La victoria que el mundial le debía a Kimi Raikkonen

El finlandés puntuaba y puntuaba, con opciones reales de mundial hasta hoy, no conseguía nunca lograr una victoria que se merecía desde hace varias carreras. Este domingo, su frialdad, combinada con su rapidez y con un poco de suerte, le dieron un premio más que esperado.

La victoria que el mundial le debía a Kimi Raikkonen
Foto: F1aldía

Faltaban 3 carreras, pero el mundial ya le debía una. Su trabajo, intachable, firme en cada carrera con un coche inferior al de sus rivales, peleando de tú a tú con ellos y esperando que le llegara una oportunidad. Es imposible competir ante el Red Bull, y él lo sabe perfectamente. No ha necesitado lamentos ni protestas, ha preferido seguir en pista. Tercero en el mundial, hoy las opciones de Kimi se han disipado para ganar el título mundial, sin embargo, no podría ser un día mejor para él.

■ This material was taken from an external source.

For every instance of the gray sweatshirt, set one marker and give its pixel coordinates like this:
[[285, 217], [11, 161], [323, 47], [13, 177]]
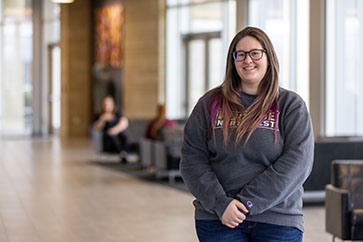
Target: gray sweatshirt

Como bien ha dicho en rueda de prensa, probablemente este lunes, o martes, se sentirá mal, le quedan 2 semanas de fiesta, en sus propias palabras, en las que espera pasar algún día por casa. "Al equipo no le molesta mientras esté bien para el próximo gran premio", declaró. Un piloto que diga esto seguramente sería visto con malos ojos, pero él es Raikkonen. 
 
En este GP pudo hacer lo que de verdad se le da tan bien: ser el más rápido, el hombre con el ritmo demoledor, da igual su coche, en eso no hay quien le gane. Pudo con un Ferrari superior y un Red Bull muy superior; del Mclaren, sin embargo, se encargó la suerte. Parece que hoy era el día señalado en el calendario por la diosa fortuna para que Iceman volviera a "sonreír" en lo más alto del podio.
 
Los seguidores de este deporte añoraban ya ver su extraña cara, esa que denota alegría pese a su seriedad, a sus declaraciones tan... Kimi. Este deporte ha ganado mucho con su regreso, jamás nadie pensaría que un tipo tan frío engancharía tanto, pero es así, él es así. Buena cuenta de lo extraño que es la puede dar su ingeniero, con el que mantuvo una divertida conversación -llamémosla así- en la que Kimi le pidió amablemente a su ingeniero que, en palabras honestas, le dejara en paz. 
 
En esta carrera que pintaba tan mal, en la que se pensaba que Hamilton ganaría, y de no ser él, Webber o Alonso lo harían, apareció una vez más el finlandés. Una brillante salida fue suficiente para colocarse segundo, pero contra Hamilton no podía. Vueltas más tarde el motor del británico volvió a fallar, algo que Kimi recuerda mucho de su Mclaren, su fiabilidad. A partir de ahí, el liderazgo no se le escapó. Hizo gala de la rapidez que le coronó en su día como el hombre con más de 37 vueltas rápidas en carrera, todo un mito.
 
Mientras la F1 celebra que Kimi esté de vuelta, y Kimi celebra... lo que sea, el público se centra en el título mundial, sin querer ver que tras las máquinas perfectas de Horner y el Ferrari se encuentra un Lotus a la sombra que cerca ha estado de poner en apuros a estos favoritos, y que, de haber contado con un punto extra de velocidad en esta parte final de la temporada, podría dar una situación similar a aquel 2007 en el que Kimi enseñó a Fernando Alonso y Lewis Hamilton el valor de la seriedad, la frialdad y la calma.